WOCHENBLATT: Welche Ziele haben Sie sich denn für Ihre Arbeit in der Geschäftsstelle der Arbeitsagentur Stockach gesteckt?
Nico Dmeiri: Oberster Grundsatz ist, Menschen durch eine gute Vermittlungsarbeit und hohe Beratungsqualität in Arbeit zu bringen. Dafür sind Qualifizierungsmaßnahmen sowohl für die Mitarbeiter als auch für die Kunden unerlässlich.
WOCHENBLATT: Die Zahlen für Ihren Zuständigkeitsbereich, zu dem die Verwaltungsgemeinschaft Stockach mit den Umlandgemeinden Orsingen-Nenzingen, Bodman-Ludwigshafen, Eigeltingen, Hohenfels und Mühlingen gehört, sind doch sehr gut.
Nico Dmeiri: Mit einer Arbeitslosenquote von 3,1 (Anmerkung: 1,5 SGB III; 1,6 SGB II; Gesamt 3,1) Prozent haben wir nahezu Vollbeschäftigung. Wir haben etwa 600 Arbeitssuchende, denen ungefähr 400 freie Stellen gegenüber stehen. Das Problem ist, dass die Berufsbilder immer komplexer und die Anforderungen im Arbeitsleben immer größer werden. Geringer Qualifizierte haben es daher schwer, auf dem Arbeitsmarkt Fuß zu fassen. Sie springen oft von Arbeitgeber zu Arbeitgeber, weil sie nur in befristeten Arbeitsverhältnissen oder bei Zeitarbeitsfirmen unterkommen. Es ist ein Ziel, sie dauerhaft auf dem Arbeitsmarkt zu integrieren.

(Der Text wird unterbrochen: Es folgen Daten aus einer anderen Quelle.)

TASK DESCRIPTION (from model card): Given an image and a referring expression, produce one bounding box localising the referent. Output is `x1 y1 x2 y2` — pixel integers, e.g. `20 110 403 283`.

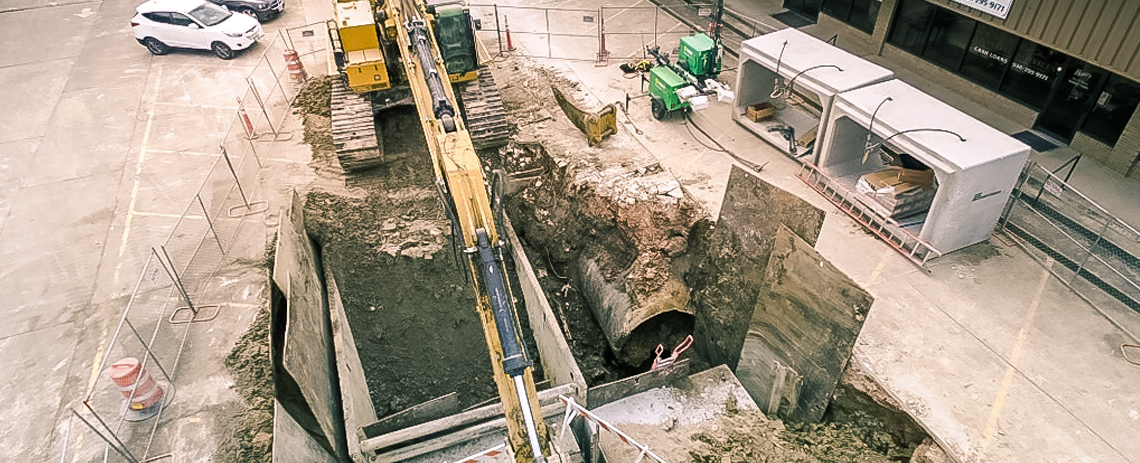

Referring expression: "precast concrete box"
732 29 894 161
816 80 1029 254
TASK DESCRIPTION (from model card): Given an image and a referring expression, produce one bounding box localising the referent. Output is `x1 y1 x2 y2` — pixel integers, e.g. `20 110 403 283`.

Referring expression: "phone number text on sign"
954 0 1013 19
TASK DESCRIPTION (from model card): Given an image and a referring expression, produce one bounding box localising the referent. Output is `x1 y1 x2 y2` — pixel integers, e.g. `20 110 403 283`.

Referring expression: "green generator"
649 66 708 120
677 33 720 80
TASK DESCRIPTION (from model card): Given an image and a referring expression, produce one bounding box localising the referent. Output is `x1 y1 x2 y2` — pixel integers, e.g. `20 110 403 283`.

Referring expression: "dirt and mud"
282 58 925 463
492 60 711 376
214 307 274 463
299 82 542 417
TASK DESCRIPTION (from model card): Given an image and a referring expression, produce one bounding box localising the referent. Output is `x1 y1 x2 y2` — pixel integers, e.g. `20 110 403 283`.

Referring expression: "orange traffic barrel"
109 357 164 411
285 50 309 83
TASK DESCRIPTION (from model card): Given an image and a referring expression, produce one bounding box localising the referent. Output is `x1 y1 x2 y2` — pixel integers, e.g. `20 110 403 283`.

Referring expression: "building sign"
954 0 1013 19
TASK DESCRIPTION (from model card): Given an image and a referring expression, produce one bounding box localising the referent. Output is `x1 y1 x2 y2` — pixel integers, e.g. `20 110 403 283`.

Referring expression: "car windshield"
190 3 233 26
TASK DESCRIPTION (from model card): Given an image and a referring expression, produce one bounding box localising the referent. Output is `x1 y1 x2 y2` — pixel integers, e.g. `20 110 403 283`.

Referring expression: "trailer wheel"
650 96 669 121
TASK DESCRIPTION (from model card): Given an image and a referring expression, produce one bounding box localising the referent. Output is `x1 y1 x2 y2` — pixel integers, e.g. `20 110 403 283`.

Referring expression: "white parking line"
111 65 162 287
154 101 237 111
135 211 205 220
146 148 221 156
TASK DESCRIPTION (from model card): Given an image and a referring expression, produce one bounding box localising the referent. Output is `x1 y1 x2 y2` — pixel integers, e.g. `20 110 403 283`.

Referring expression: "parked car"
210 0 285 23
131 0 264 59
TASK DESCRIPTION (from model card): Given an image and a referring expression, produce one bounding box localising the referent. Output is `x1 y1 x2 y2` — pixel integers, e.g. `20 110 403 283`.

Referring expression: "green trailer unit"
649 66 689 120
677 33 720 80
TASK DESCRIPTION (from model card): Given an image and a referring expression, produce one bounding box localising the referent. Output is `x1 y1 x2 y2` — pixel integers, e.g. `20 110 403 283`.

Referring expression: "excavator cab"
434 5 479 83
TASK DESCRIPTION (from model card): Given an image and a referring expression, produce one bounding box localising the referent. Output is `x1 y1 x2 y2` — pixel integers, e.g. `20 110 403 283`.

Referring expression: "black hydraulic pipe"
475 228 530 377
407 18 455 132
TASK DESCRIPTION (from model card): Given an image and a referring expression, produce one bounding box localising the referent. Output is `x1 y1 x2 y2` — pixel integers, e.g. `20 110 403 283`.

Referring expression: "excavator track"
332 79 384 172
459 67 511 149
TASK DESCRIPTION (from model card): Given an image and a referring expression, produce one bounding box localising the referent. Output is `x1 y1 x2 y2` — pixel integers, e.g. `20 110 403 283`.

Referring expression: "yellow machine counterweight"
329 0 392 94
383 0 551 463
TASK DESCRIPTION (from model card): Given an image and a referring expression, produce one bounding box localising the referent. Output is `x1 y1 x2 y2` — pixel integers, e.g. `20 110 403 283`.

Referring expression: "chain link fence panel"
1000 163 1140 311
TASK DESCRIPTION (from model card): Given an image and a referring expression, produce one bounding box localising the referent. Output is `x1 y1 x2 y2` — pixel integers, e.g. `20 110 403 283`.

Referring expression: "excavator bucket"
551 86 618 146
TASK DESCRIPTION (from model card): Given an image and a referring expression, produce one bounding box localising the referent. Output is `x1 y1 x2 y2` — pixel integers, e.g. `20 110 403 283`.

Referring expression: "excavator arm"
383 0 549 463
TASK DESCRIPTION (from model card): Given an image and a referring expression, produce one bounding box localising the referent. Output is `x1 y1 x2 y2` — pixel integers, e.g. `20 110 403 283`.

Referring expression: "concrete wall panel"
693 165 825 368
274 192 347 455
736 226 874 422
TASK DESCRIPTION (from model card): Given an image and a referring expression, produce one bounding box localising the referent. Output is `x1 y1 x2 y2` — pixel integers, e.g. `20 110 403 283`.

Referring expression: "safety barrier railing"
559 396 668 463
60 22 327 463
999 162 1140 311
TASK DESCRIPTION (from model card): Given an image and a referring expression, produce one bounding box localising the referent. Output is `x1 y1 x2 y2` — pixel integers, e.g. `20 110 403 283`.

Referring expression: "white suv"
131 0 263 59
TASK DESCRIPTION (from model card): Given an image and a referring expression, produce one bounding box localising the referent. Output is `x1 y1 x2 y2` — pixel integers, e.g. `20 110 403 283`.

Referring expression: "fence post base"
227 201 269 219
170 304 221 325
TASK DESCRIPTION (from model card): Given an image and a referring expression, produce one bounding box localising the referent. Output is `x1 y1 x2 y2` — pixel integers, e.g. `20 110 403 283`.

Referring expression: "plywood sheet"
736 226 874 422
692 165 824 368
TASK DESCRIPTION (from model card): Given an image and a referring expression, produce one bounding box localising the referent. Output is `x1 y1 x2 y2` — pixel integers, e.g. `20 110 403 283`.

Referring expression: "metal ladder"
796 162 942 271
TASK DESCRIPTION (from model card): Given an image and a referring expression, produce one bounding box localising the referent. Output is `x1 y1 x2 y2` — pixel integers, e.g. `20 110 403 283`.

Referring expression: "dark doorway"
784 0 823 23
1033 59 1105 143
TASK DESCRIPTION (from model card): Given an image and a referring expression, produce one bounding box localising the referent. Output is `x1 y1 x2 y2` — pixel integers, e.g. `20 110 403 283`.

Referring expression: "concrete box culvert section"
732 29 894 162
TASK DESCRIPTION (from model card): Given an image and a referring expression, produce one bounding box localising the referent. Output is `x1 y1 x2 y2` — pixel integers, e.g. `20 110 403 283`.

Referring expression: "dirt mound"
293 75 340 117
215 307 274 463
496 60 709 374
689 411 910 463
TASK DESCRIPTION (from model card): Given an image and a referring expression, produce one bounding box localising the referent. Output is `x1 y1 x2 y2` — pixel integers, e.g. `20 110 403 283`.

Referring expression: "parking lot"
0 0 331 462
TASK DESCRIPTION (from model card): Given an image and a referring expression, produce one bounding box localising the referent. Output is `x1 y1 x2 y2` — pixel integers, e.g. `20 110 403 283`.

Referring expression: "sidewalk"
725 0 1140 227
522 0 1140 462
706 0 1140 462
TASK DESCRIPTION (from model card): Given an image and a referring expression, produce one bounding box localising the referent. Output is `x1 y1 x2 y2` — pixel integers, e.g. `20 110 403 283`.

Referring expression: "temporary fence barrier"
999 157 1140 311
62 23 327 463
469 3 713 62
559 396 668 463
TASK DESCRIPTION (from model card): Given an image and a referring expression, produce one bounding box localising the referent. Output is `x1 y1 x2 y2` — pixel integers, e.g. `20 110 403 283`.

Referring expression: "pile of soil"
299 97 542 417
492 59 710 385
215 307 274 463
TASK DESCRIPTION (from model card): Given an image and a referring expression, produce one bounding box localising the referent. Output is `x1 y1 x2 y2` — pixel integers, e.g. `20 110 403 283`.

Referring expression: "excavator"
328 0 511 173
329 0 552 463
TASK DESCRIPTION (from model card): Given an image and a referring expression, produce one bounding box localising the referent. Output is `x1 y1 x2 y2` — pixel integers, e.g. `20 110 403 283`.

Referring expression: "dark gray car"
210 0 285 23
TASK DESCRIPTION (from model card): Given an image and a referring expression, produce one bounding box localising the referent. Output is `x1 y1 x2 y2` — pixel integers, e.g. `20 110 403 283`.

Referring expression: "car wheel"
143 36 170 55
650 96 668 121
210 42 234 59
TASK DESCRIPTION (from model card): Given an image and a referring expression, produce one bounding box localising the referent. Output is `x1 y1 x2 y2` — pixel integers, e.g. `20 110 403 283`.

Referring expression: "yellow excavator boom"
383 0 549 462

WOCHENBLATT: In welchen Bereichen gibt es im Raum Stockach freie Stellen?
Nico Dmeiri: Vor allem im verarbeitenden Gewerbe, also im Metall- und Elektrobereich. Aber auch in der Pflege, überhaupt im Gesundheitsbereich, im Erziehungssektor und im Baubereich. Und auch im Einzelhandel werden Mitarbeiter gesucht.
WOCHENBLATT: Wie stellt sich die Lage auf dem Ausbildungsmarkt dar?
Nico Dmeiri: Auch hier sind die Zahlen sehr gut: Wir haben aktuell nur noch neun Bewerber auf der Suche nach einer Lehrstelle registriert, die anderen konnten alle untergebracht werden. Hier ist die Berufsberatung gefragt, und auch berufsvorbereitende Maßnahmen können helfen. Eine gute Beratung ist wichtig, da in Deutschland etwa 25 Prozent - also fast jeder vierte Jugendliche - ihre Ausbildung abbrechen.
WOCHENBLATT: Ist es schwierig, Flüchtlinge in Arbeit zu vermitteln?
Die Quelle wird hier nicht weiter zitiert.